Está convocada, para o próximo dia 11 de dezembro, a décima-primeira Greve Geral a acontecer no nosso país. Observando que, em 50 anos de democracia, apenas se realizaram outras 10 greves desta magnitude, tal facto demonstra a importância do momento que enfrentamos: uma tenebrosa revisão ao Código do Trabalho (CT).

Não é de somenos o facto desta Greve juntar CGTP e UGT, as duas centrais sindicais, neste apelo de luta, o que não acontecia desde 2013. Existe uma união dos trabalhadores face ao violento ataque que o Governo lança. Até a própria estrutura de trabalhadores do PSD de Luís Montenegro, a TSD, que é filiada na UGT, apoia a Greve Geral.

Sob égide de, conforme declarações da ministra do Trabalho, Solidariedade e Segurança Social, aumentar a “competitividade da economia” e de “promover a produtividade das empresas” (expressões esgotadas cujo uso, ao longo do tempo, remeteu sempre para um ataque aos direitos de quem trabalha), o Governo apresentou uma proposta de revisão que altera radicalmente o CT.

Apesar da ministra se estar a desdobrar em declarações, numa tentativa de desvalorizar a frieza das propostas que apresenta, esta revisão, com mais de uma centena de mudanças, assenta numa visão bafienta e retrógrada, configurando um assalto aos direitos dos trabalhadores. Vejamos alguns exemplos.

Segundo a proposta do Governo, passará a ser possível que os patrões exijam horários de trabalhos ainda mais desregulados e aumentem a pressão sobre os trabalhadores, com o regresso do banco de horas individual.

Quanto a despedimentos individuais, as empresas podem passar a despedir um trabalhador sem ter de apresentar provas, nem este pode apresentar testemunhas.
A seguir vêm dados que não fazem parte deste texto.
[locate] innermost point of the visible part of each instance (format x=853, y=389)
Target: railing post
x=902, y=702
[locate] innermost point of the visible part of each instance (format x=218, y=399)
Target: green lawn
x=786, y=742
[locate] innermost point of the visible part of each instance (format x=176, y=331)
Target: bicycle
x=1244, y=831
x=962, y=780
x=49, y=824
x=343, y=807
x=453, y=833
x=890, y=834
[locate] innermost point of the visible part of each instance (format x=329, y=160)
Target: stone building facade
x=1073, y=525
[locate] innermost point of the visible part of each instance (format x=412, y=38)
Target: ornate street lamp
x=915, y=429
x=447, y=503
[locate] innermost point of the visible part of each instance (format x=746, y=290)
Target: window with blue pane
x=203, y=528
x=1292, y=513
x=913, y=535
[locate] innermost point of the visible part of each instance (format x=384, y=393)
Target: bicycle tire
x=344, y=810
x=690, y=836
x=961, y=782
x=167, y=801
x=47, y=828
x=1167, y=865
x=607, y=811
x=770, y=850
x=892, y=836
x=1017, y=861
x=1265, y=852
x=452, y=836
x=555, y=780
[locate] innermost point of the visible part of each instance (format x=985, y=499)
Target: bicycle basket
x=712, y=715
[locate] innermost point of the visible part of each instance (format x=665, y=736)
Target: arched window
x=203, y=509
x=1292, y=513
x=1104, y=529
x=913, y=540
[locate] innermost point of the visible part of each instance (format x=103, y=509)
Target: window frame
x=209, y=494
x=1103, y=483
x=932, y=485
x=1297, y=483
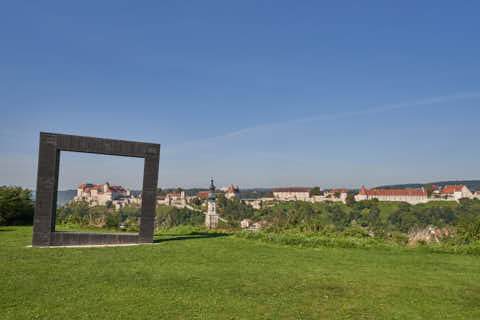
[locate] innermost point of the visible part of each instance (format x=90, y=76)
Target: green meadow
x=195, y=275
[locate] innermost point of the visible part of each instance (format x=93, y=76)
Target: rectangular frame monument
x=51, y=144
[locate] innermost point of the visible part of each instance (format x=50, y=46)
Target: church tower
x=211, y=218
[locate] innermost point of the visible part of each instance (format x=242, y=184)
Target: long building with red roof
x=100, y=195
x=457, y=192
x=412, y=196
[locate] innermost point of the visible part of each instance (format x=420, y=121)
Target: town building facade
x=102, y=195
x=232, y=192
x=456, y=192
x=291, y=194
x=412, y=196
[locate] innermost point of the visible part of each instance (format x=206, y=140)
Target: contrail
x=379, y=109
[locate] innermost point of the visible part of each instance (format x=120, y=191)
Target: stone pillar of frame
x=46, y=192
x=149, y=194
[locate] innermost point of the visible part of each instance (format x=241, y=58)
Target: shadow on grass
x=190, y=236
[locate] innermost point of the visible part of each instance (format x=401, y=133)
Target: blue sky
x=254, y=93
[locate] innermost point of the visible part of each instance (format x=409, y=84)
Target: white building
x=232, y=192
x=212, y=217
x=245, y=223
x=476, y=195
x=412, y=196
x=332, y=195
x=291, y=194
x=100, y=195
x=457, y=192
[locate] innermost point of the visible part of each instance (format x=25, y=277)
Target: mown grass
x=194, y=275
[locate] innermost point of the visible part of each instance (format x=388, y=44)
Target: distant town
x=119, y=197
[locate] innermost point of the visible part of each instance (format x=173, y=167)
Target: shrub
x=112, y=221
x=16, y=206
x=468, y=230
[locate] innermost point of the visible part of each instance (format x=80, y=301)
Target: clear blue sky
x=254, y=93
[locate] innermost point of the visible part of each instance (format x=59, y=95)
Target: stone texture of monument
x=51, y=144
x=211, y=218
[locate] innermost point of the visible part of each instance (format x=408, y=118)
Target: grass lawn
x=223, y=277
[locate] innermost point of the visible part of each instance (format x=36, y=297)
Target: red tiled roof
x=117, y=188
x=202, y=194
x=291, y=190
x=172, y=195
x=452, y=189
x=393, y=192
x=232, y=189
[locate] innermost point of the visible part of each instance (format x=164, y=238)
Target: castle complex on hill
x=102, y=195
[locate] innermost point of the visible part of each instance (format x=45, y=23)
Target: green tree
x=315, y=191
x=16, y=206
x=350, y=201
x=429, y=188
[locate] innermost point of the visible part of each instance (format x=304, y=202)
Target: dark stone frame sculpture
x=47, y=186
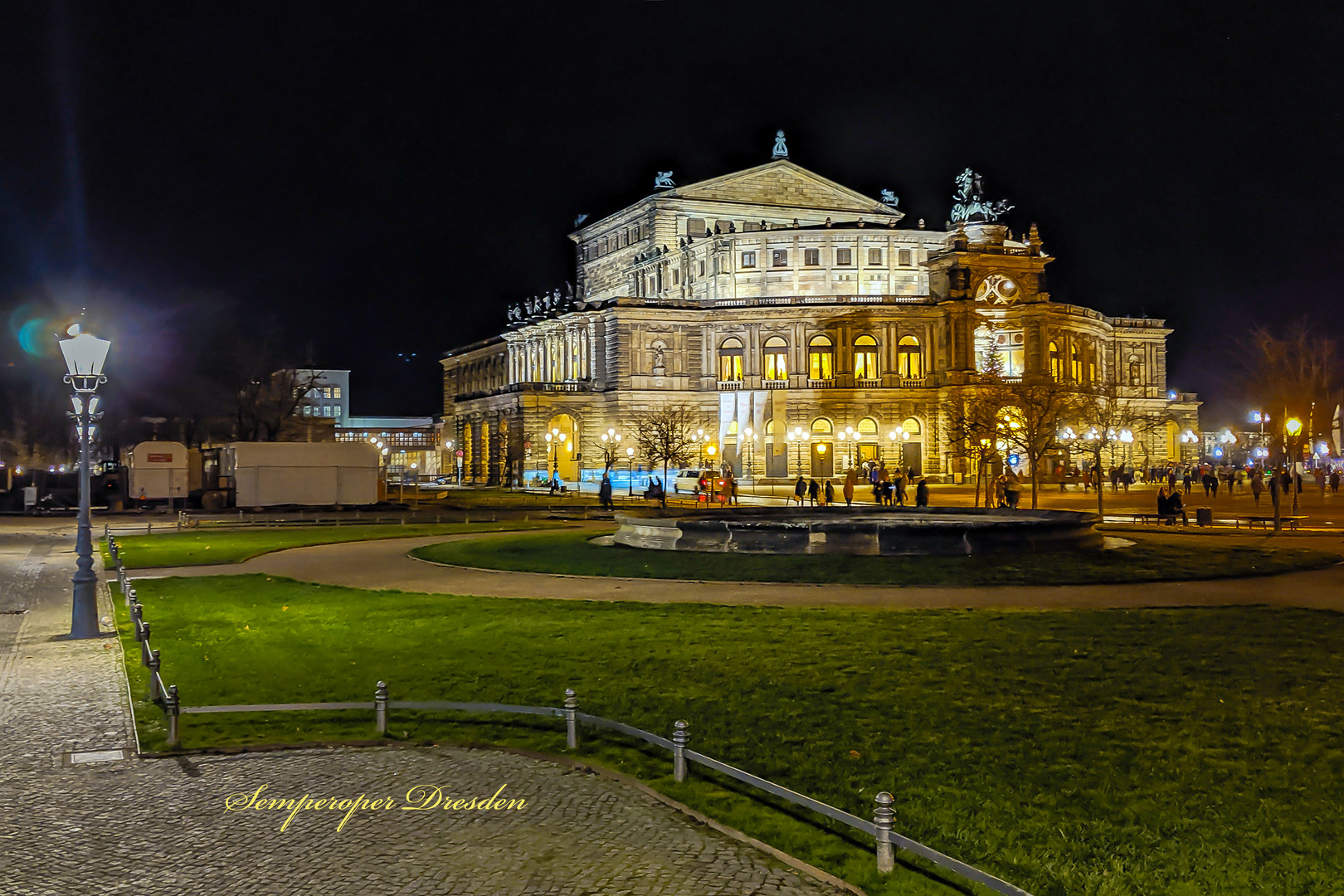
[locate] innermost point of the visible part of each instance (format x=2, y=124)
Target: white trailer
x=158, y=472
x=307, y=473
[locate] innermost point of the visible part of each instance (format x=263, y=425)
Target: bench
x=1291, y=522
x=1142, y=519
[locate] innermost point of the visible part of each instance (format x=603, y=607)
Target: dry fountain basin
x=867, y=531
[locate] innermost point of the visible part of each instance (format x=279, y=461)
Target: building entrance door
x=912, y=457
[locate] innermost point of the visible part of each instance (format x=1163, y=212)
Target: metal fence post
x=679, y=750
x=173, y=707
x=884, y=820
x=572, y=723
x=153, y=676
x=381, y=707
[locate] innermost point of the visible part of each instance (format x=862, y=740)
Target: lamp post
x=85, y=355
x=555, y=441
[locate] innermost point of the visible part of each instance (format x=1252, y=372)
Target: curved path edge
x=386, y=564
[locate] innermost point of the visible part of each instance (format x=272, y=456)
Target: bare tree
x=1103, y=416
x=1036, y=409
x=1292, y=377
x=973, y=426
x=667, y=436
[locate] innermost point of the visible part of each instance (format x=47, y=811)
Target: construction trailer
x=258, y=475
x=158, y=472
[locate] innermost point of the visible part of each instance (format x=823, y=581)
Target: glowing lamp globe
x=84, y=353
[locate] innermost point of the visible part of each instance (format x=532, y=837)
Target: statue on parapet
x=969, y=201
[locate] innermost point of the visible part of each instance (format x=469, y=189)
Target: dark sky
x=382, y=179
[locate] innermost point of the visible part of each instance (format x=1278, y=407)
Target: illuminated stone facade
x=776, y=299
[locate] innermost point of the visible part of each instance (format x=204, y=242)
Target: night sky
x=377, y=179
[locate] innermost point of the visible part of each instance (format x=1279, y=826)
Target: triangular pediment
x=782, y=184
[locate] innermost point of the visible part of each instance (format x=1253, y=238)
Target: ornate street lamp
x=85, y=355
x=629, y=458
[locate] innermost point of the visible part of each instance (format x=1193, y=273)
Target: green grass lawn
x=1152, y=559
x=236, y=546
x=1088, y=752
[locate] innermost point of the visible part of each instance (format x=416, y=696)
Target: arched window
x=821, y=356
x=776, y=359
x=730, y=360
x=866, y=359
x=908, y=359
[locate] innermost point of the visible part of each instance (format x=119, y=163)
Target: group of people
x=888, y=489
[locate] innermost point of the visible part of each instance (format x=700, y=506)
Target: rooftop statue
x=969, y=201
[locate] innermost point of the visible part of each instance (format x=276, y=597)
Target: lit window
x=776, y=359
x=908, y=359
x=730, y=360
x=821, y=356
x=866, y=358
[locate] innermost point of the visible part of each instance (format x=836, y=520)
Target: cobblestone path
x=162, y=826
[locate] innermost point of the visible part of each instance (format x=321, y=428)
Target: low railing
x=163, y=694
x=880, y=826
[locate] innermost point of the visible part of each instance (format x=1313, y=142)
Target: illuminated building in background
x=776, y=299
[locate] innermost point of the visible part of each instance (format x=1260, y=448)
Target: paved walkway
x=385, y=564
x=151, y=828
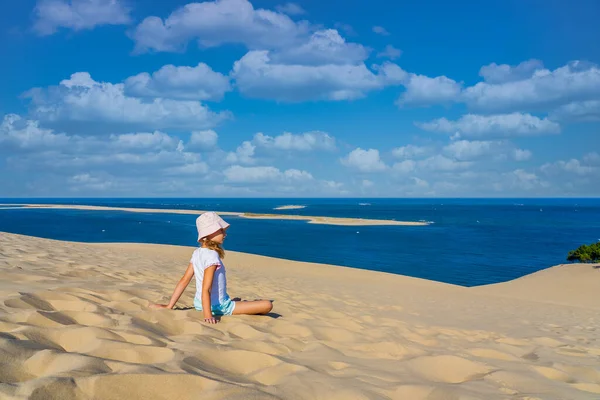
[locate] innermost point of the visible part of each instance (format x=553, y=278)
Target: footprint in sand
x=491, y=354
x=448, y=369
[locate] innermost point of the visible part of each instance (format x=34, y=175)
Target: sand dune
x=74, y=324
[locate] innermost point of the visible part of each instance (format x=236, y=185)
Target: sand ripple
x=73, y=330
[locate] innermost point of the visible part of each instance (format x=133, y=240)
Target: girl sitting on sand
x=211, y=282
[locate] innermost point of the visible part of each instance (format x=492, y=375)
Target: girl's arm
x=179, y=289
x=209, y=273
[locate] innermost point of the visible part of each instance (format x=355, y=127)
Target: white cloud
x=239, y=174
x=290, y=9
x=322, y=48
x=422, y=90
x=503, y=125
x=364, y=160
x=196, y=168
x=257, y=76
x=441, y=163
x=521, y=155
x=15, y=132
x=410, y=151
x=144, y=141
x=380, y=30
x=579, y=111
x=572, y=166
x=303, y=142
x=82, y=99
x=469, y=150
x=77, y=15
x=405, y=166
x=90, y=182
x=203, y=139
x=185, y=83
x=503, y=73
x=521, y=180
x=213, y=23
x=244, y=154
x=390, y=52
x=576, y=81
x=526, y=87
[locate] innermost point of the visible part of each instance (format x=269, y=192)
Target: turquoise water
x=470, y=241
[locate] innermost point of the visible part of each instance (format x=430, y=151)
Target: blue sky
x=306, y=99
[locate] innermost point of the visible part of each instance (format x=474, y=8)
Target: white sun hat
x=208, y=223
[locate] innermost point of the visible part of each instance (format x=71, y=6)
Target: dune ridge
x=74, y=324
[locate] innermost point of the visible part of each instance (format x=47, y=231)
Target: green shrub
x=586, y=253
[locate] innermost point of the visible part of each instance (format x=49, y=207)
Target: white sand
x=309, y=219
x=74, y=325
x=289, y=207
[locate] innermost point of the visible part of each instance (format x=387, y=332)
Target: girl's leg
x=252, y=307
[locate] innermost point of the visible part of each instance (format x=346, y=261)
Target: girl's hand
x=158, y=306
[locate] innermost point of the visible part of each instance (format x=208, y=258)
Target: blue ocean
x=469, y=241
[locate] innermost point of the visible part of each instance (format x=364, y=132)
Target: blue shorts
x=225, y=308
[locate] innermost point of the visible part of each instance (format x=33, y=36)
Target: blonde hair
x=209, y=244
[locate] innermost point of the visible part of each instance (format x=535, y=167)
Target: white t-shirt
x=203, y=258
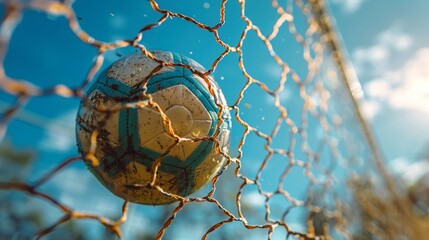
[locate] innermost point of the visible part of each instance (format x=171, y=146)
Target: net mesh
x=298, y=140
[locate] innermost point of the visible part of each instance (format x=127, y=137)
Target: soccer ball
x=126, y=105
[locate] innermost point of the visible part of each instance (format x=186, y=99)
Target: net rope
x=327, y=208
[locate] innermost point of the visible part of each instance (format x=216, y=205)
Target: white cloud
x=411, y=92
x=374, y=59
x=403, y=88
x=59, y=135
x=370, y=109
x=395, y=38
x=375, y=54
x=349, y=6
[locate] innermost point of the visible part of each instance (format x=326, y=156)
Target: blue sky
x=385, y=40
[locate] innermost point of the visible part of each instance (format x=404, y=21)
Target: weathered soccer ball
x=132, y=134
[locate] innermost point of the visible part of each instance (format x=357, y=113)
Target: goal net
x=299, y=145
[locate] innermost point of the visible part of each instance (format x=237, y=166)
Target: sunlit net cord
x=314, y=44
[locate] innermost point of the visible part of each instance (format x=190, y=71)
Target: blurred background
x=386, y=42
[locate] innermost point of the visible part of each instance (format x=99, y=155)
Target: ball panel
x=200, y=128
x=168, y=97
x=133, y=69
x=134, y=187
x=160, y=144
x=194, y=105
x=139, y=135
x=150, y=124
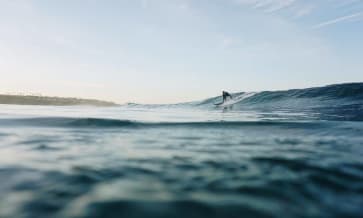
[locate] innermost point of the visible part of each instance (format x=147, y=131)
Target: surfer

No caso de despedimentos ilícitos, as empresas deixam de ser obrigadas a reintegrar o trabalhador nos quadros.

Além disso, trabalhadores com vínculo permanente podem ser despedidos e imediatamente substituídos por trabalhadores externos (outsourcing) ou temporários, uma prática abusiva que a atual redação do CT impedia. Ao mesmo tempo, os trabalhadores em outsourcing perdem direitos da negociação coletiva.

No caso de trabalhadores com filhos até aos 12 anos, com deficiência ou doença crónica, estes deixam de poder recusar trabalhar à noite, ao fim-de-semana ou aos feriados. É ainda proposta a eliminação das faltas por luto gestacional (ou seja, a morte do feto durante a gravidez).

A precariedade passa a ser eterna, prendendo trabalhadores a vínculos indefinidamente temporários, sem que o empregador tenha qualquer obrigação de lhes garantir estabilidade. A proposta do Governo abre portas para o fim dos contratos de trabalho coletivos, enquanto procura destruir o direito à greve, através da ampliação dos serviços mínimos, assim como impedir que os sindicatos possam intervir nas empresas.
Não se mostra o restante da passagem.